MONTREAL, Quebec (BRAIN) — Dorel continued to feel the sting of weather on sales of bicycles globally during the second quarter, officials told investors during an earnings call Friday morning.
“There’s no doubt the second quarter was a bad quarter … and the bicycle business was the biggest driver of that change,” Martin Schwartz, Dorel president and CEO said.
"Discounting is rampant …” — Dorel
Revenue in the recreational and leisure segment, which includes Cannondale, Schwinn, GT, Mongoose, Iron Horse and Sugoi, dipped 5 percent to $238.1 million for the quarter ending June 30. That’s down from $251.9 million for the same period in the prior year. For the first half of the year, bike revenue was down 6 percent, totaling $441.6 million this year compared to $472.8 million in 2012.
“The recreational and leisure segment was affected by a late spring in all markets and it has created a domino effect,” Schwartz said. “Weather created a global slowdown, lowering sales everywhere. This has created higher inventories industry wide.”

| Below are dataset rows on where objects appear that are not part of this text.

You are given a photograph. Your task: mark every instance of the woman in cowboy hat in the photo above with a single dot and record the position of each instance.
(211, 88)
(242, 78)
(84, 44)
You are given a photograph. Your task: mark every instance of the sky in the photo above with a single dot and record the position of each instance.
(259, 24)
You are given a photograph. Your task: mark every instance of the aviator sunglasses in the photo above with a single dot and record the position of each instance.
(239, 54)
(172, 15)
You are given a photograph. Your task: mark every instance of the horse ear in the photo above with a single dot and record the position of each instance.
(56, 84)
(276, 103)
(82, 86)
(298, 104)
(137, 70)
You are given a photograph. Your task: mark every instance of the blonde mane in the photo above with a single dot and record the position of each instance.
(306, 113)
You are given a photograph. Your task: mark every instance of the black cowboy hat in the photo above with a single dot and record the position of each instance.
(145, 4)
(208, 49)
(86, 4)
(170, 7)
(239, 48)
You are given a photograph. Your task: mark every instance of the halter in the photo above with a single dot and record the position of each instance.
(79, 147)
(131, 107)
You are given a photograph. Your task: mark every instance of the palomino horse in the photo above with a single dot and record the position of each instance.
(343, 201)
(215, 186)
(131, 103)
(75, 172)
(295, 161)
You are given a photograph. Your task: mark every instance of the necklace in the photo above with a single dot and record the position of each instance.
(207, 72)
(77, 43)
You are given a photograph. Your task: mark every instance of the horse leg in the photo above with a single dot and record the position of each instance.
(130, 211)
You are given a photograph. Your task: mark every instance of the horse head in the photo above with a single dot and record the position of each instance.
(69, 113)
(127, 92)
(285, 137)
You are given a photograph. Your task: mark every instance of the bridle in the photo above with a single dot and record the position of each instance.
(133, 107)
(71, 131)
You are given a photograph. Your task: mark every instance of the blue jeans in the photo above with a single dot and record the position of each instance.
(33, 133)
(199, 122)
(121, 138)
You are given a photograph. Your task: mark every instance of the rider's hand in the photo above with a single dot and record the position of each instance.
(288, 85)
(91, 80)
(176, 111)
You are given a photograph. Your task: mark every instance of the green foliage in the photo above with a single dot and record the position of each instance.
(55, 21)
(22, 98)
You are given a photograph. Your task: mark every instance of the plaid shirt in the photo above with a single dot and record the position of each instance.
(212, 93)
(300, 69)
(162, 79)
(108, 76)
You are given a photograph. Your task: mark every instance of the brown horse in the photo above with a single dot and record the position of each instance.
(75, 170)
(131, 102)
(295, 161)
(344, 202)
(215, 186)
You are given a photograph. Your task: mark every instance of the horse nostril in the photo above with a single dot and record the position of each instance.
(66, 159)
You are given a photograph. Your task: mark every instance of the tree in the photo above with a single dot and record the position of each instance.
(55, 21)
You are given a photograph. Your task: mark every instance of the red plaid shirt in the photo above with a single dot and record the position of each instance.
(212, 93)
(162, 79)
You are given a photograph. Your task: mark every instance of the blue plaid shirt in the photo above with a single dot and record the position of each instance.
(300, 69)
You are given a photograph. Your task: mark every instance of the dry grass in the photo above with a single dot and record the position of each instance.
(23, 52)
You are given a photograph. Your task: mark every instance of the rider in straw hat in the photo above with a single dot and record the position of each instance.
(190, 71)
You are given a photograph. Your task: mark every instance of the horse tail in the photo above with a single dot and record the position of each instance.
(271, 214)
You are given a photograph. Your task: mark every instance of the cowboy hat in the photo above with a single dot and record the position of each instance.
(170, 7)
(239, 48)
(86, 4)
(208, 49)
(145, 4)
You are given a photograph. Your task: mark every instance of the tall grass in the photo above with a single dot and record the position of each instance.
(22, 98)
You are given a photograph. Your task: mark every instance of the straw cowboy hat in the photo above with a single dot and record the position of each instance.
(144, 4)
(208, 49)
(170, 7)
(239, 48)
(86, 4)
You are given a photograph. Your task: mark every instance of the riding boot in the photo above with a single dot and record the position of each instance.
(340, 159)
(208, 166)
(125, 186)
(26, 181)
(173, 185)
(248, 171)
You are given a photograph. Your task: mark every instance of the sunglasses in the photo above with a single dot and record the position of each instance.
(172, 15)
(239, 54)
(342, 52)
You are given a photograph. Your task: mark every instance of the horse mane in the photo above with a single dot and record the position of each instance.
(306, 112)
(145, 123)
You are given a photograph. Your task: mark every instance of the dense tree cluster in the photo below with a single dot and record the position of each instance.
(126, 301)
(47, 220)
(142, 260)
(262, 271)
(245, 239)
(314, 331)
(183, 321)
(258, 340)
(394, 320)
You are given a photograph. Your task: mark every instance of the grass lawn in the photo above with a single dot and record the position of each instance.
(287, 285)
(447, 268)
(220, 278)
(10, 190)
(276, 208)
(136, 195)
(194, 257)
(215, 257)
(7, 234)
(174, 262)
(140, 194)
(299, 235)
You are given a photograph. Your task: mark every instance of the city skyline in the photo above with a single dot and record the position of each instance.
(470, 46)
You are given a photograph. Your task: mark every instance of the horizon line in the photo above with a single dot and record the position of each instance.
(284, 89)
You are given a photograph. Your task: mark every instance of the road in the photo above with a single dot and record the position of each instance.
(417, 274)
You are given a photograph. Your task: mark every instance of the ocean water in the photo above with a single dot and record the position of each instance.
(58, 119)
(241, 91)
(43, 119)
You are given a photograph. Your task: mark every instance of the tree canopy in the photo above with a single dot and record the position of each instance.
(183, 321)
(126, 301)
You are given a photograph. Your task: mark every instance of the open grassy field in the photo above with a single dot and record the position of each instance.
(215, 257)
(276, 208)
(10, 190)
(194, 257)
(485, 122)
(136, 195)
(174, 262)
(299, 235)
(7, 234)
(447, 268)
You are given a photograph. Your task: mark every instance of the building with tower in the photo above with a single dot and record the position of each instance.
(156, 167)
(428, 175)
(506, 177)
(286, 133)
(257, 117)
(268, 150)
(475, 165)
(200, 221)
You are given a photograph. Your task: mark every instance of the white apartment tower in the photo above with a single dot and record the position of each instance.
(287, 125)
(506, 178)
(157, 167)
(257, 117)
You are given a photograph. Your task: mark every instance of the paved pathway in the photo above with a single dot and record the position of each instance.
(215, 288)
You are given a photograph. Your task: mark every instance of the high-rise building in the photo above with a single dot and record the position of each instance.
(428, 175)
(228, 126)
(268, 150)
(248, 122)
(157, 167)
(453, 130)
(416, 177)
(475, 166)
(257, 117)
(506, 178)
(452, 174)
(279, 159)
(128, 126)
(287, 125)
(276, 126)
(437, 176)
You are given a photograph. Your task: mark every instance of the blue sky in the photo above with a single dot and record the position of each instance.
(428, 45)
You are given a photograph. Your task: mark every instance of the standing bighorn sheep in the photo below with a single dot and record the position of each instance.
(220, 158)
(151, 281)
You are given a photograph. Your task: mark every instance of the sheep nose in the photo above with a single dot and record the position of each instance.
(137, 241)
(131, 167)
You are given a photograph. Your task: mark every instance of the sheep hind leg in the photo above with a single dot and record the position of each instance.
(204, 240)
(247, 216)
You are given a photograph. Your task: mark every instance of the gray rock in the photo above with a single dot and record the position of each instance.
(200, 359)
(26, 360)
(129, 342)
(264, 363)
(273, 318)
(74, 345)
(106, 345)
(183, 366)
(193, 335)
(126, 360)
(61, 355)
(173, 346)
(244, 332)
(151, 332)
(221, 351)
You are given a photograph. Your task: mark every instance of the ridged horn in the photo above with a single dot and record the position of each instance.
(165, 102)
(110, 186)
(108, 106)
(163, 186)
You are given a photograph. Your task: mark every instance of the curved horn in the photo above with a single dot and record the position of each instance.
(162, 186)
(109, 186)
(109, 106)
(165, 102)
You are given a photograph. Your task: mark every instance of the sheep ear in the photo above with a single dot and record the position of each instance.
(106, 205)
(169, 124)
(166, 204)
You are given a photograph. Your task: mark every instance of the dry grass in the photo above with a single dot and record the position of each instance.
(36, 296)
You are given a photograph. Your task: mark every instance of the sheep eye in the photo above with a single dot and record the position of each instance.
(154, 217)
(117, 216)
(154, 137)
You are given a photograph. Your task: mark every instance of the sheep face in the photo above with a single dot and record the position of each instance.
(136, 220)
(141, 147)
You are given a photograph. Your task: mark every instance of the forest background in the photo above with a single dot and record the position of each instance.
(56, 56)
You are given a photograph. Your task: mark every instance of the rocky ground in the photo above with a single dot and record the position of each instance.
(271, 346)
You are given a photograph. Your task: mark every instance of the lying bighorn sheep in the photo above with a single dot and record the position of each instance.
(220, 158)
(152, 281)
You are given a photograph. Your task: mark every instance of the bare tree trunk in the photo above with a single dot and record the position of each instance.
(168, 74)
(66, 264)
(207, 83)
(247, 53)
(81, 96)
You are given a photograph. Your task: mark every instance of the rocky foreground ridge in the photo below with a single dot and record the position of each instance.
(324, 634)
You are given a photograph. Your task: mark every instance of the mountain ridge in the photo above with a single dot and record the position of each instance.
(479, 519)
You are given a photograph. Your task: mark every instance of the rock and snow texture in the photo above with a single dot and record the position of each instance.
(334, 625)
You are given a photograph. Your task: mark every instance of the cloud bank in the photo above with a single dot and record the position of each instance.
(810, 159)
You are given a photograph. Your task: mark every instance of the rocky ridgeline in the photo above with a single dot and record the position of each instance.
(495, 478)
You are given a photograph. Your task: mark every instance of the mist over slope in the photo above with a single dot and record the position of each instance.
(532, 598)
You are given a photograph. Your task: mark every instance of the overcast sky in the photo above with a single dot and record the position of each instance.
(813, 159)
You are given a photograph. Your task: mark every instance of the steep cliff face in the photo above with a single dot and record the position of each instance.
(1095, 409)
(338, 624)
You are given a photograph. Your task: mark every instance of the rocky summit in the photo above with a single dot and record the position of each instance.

For the quarter, gross margins decreased to 22.9 percent from 25.1 percent, with gross profits dropping from $63 million to $54 million. The company blamed heavy discounting for the drop in margins. “With key IBD competitors carrying heavy amounts of model-year 2013 product, and to make room for 2014 models, discounting is rampant…” officials said.
Dorel also pointed to an appreciating U.S. dollar that has led to unfavorable exchange rates and driven up costs of goods. Also affecting profitability were $2 million in severance costs for the layoff of 50 employees in June. For the quarter and the first half, selling, general and administrative (SG&A) expenses in the segment were up $8 million and $13 million, respectively.
Severance pay, increased marketing and promotional costs from investments in the Cannondale Pro Cycling team, Guru bike fitting system and opening of its New York retail store all factored into those increases. But the company has since cut expenses across the board and expects to see the results of those cuts in third and fourth quarter profits.
“Our spending in SG&A was set at the beginning of the year to match our expected double-digit forecast in sales,” said Jeffrey Schwartz, executive vice president and CFO. “When sales didn’t increase, we started to pull back spending, but that didn’t happen right away. Our confidence level going forward, being able to have a better second half, is mostly related to our spending — something we can control.
“We’re hoping for a small rebound in sales and small rebound in margin,” he continued. “But the key element to recovery is spending that’s in line with our current level of sales and margin.”
Citing BPSA numbers, Martin Schwartz said the company’s bike inventory levels are up only 3 percent year over year in dollars compared to supplier inventories that are up 50 percent in dollars in June. “[We] have weathered the storm better than other brands,” he said.
Like other manufacturers, Dorel is considering backing away from model-year introductions in certain models to reduce the amount of discounting that happens at the end of the season, Jeffrey Schwartz added.
Revenue at Dorel’s two other segments — juvenile and home furnishings — also slipped in the second quarter and first half of the year. Companywide, Dorel reported revenue of $600.5 million for the quarter, down 5.2 percent, and $1.19 billion year to date, down 4.8 percent.
Dorel is traded on the Toronto Stock Exchange under the symbols DII.B and DII.A. Its stock performance is tracked on BRAIN’s Industry Stock chart.